If you’re involved in helping management give out annual awards to employees, offer these ideas to help update the usual lineup of Best Customer Service or Leadership awards:

√ Give awards that help people step into new roles. For example, says Bob Nelson, author of 1001 Ways to Reward Employees, if you’re giving an Innovator Award, give the person a budget to develop one of his ideas. If it’s a Leadership Award, say, “part of the honor is to become a mentor.”

√   Hand out unusual awards, such as Best New Mistake. Another example: The Disruption Award, given by marketing firm ADG Creative, goes to the person whose personal life was most disrupted by work that year. The goal is to recognize people who volunteer for ambitious projects that really make them stretch. The winner receives a cash prize, a neck pillow and a bag of espresso beans.

√  Customize prizes to recipients. ADG Creative managers discreetly find out winners’ preferences—money, time off or something else—in advance. “We want to make sure we give them something they actually want,” says ADG founder, Jeff Antkowiak.

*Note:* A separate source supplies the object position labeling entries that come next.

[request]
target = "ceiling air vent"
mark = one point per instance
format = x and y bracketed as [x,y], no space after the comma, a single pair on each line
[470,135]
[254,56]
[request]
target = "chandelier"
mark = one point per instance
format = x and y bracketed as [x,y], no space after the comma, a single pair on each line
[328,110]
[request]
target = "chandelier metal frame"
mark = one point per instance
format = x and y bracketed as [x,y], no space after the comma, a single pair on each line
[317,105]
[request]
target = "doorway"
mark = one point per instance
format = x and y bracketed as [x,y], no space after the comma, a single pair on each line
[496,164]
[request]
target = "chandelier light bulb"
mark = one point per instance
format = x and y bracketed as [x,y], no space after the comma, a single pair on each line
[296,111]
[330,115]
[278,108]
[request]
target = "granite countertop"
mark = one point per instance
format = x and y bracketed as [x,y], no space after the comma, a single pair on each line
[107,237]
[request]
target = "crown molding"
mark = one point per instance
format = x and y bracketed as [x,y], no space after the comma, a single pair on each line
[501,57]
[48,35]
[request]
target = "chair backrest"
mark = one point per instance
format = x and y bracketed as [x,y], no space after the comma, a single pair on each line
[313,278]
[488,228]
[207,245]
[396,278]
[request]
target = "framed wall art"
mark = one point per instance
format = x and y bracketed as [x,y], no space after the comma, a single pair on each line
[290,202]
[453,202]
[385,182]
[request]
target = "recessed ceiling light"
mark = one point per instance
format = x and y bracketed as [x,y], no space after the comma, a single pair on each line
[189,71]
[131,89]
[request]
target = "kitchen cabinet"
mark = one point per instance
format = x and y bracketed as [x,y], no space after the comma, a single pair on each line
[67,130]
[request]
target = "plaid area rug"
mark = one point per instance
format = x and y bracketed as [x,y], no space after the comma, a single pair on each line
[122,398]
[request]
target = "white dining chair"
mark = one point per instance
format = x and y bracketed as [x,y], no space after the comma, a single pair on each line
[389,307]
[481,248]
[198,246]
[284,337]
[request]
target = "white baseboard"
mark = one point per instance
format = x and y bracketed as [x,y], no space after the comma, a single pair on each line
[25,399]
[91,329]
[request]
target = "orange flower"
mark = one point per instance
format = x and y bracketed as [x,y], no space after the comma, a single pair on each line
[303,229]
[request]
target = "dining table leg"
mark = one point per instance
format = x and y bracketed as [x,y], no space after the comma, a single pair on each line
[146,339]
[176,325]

√   Turn awards into a call to serv­ice. For example, a company called I Love Rewards inducts about 10 em­­ployees into its CEO Insider’s Club every year. The group, which includes staff at every level, meets quarterly to help the CEO evaluate big questions.

√ Tie awards to the company’s mission or strategic goals. Awards should conjure images of people doing what’s valuable to the company. Says Nelson, “The CEO should state what that person did and tie it back to the mission and strategic goals. Now, at least people are learning from it.”

— Adapted from “Rethinking Employee Awards,” Leigh Buchanan, Inc.